# Photo's camera data



## Glossmax (May 9, 2007)

I am after a small utility that will show me the camera data embedded within any of my photos. I forget what it is called, but show all the date from the camera at the time of the shop, i.e. size of photo etc.
Ideally looking for a standalone utility that's very cheap or free.
Unfortunately I downloaded a lot of shots out of my camera into a photo editing package (don't normally do it this way) and it has mixed the order up, I am hoping the camera date my help my get them back into order. 
I've just remembered what it's called: EXIF data.
Cheers


----------



## _daveR (Jun 3, 2008)

Have a search on sourceforge.net


----------



## Maxtor (Feb 23, 2007)

http://www.irfanview.com/ :thumb:

Great little program with a few more editing tools too! All free!


----------



## Bazza155 (Aug 30, 2007)

The EXIF data is what you're after.
There is a Firefox add-on called 'EXIF viewer', you could try downloading that.

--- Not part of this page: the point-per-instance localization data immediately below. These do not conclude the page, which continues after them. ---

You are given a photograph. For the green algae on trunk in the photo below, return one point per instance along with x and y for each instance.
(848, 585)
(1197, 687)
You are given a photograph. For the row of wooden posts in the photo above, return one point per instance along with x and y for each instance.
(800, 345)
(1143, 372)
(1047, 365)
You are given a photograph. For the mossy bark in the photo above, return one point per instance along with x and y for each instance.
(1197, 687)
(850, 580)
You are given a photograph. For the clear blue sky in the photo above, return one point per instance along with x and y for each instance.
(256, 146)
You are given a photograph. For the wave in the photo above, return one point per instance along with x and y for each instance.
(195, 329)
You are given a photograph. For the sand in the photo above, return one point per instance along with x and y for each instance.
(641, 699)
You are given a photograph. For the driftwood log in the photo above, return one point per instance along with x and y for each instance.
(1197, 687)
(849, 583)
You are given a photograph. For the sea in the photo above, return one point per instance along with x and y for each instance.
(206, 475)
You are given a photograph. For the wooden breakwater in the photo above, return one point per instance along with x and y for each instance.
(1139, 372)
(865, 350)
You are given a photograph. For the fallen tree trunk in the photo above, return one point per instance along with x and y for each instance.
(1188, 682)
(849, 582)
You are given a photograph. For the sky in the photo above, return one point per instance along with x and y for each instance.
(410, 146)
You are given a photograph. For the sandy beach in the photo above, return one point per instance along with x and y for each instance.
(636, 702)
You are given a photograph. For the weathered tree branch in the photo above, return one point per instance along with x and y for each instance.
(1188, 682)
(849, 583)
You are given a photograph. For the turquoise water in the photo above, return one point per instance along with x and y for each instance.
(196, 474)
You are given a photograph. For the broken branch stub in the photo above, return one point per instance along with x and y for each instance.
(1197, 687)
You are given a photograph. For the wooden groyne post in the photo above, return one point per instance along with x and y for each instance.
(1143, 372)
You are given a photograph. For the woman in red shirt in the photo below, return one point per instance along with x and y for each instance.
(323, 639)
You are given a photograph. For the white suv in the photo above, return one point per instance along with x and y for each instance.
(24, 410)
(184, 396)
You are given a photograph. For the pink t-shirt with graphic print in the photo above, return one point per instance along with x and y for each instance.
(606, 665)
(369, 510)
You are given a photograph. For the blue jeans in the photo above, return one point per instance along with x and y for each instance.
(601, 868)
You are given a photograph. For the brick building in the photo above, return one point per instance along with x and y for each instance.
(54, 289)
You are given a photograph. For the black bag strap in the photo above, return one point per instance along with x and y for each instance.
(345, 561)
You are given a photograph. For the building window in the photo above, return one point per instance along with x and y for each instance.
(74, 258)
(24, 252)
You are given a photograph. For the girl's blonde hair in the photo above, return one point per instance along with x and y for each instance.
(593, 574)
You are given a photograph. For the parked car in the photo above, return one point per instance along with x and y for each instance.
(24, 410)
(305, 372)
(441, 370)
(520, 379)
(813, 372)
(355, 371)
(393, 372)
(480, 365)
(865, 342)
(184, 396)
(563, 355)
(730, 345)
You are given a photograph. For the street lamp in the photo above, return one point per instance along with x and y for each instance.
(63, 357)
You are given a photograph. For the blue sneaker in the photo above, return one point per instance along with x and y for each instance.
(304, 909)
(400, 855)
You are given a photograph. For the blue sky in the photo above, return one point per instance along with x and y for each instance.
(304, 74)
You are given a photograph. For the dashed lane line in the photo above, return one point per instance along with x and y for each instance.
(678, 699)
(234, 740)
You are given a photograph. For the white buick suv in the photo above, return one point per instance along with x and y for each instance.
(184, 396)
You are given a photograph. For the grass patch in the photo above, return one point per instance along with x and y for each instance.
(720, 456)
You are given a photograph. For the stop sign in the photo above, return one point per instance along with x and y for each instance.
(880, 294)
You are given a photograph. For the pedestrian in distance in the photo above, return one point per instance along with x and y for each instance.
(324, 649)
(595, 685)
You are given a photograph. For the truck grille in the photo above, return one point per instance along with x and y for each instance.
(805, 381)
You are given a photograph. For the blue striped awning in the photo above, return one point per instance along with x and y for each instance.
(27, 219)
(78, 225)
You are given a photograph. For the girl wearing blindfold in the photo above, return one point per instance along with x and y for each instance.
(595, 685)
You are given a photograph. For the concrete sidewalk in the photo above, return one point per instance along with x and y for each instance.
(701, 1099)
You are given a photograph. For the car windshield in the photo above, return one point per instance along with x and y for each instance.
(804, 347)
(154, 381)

Once installed just right click on the image and select 'View Image Exif data'.

Or Opanda software...it's free

http://www.opanda.com/en/iexif/index.html


----------



## Glossmax (May 9, 2007)

Thanks all, I'll give the Firefox option a go first as I think it's all I need.


----------



## Glossmax (May 9, 2007)

Ok got the program, but the camera date/time of photo is the same for every photo so it has not helped in this case.
Good add on though.


----------



## Maxtor (Feb 23, 2007)

"WARNING!!! This extension directly accesses information on your hard drive. If this is a problem for you, you can either view the source to confirm that it is just reading the Exif data contained in the selected image, or you can uninstall the extension.

Note: Not all JPEG images contain Exif data. In particular, many image editing/manipulation software don't preserve this data, even for minor changes to the image. This may explain why Exif Viewer reports "Unable to extract all the Exif data" for many local and remote files. In some cases, you may be able to set a "Preserve Exif Data" configuration setting/option in your software.

Note: Personal or corporate firewall settings may prevent the Exif Viewer from accessing remote URLs, resulting in the extension appearing to be frozen. Please ensure that Firefox has been given permission to access the internet before attempting to view the Exif data for a remote JPEG."

Just something you might want to have a look at before you use any ad-ons.

Maxtor


----------



## -ROM- (Feb 23, 2007)

Here you are mate try this:

http://regex.info/exif.cgi


----------



## silver bmw z3 (Apr 30, 2007)

If you use vista you should be able to add most of the relevant columns to windows explorer? Not sure if XP same.


----------



## Sypher (Jul 16, 2008)

I use one called fxif viewer for firefox. Just shows the basics in the properties.


----------



## leeshez (Dec 26, 2005)

...........


----------



## leeshez (Dec 26, 2005)

rmorgan84 said:


> Here you are mate try this:
> 
> http://regex.info/exif.cgi


I use this.


----------



## jamest (Apr 8, 2008)

silver bmw z3 said:


> If you use vista you should be able to add most of the relevant columns to windows explorer? Not sure if XP same.


You have to right click the image and select properties and you will find it under one of the tabs.


----------